Athitat Shinagowin / Shutterstock.com

著:Rabindra Ratanミシガン州立大学、Associate Professor of Media and Information)、Dar Meshiミシガン州立大学、Assistant Professor of Communication Arts and Sciences)

 メタバースとは多くの仮想空間が相互に接続されていて、ワールド・ワイド・ウェブ(WWW)だが仮想現実でアクセスするもの、と考える人がいるかもしれない。それはおおむね正しい考え方ではあるものの、メタバースにはブロックチェーンという、根源的なところでやや暗号めいている側面もあり、これが今日のインターネットとの大きな違いをもたらしている。

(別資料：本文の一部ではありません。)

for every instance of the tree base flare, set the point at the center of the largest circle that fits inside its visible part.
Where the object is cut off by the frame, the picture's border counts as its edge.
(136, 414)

 そもそも「ウェブ1.0」とはコンピュータとサーバが接続された情報スーパーハイウェイのことで、検索や探索、埋込が可能なAOL、ヤフー、マイクロソフト、グーグルなど中央集権的なプラットフォームで利用されていた。2000年頃になると、SNSやブログのほかフェイスブック、Snapchat、ツイッター、TikTokなど、無料SNSプラットフォームの中央集権的なゲートキーパーがユーザーデータの広告によってマネタイズをする特徴を持つ「ウェブ2.0」が現れた。

「ウェブ3.0」はメタバースの基盤となるだろう。ユーザーが所有する暗号資産やデータの経済を支える、ブロックチェーン対応の分散型アプリケーションで構成されるようになる。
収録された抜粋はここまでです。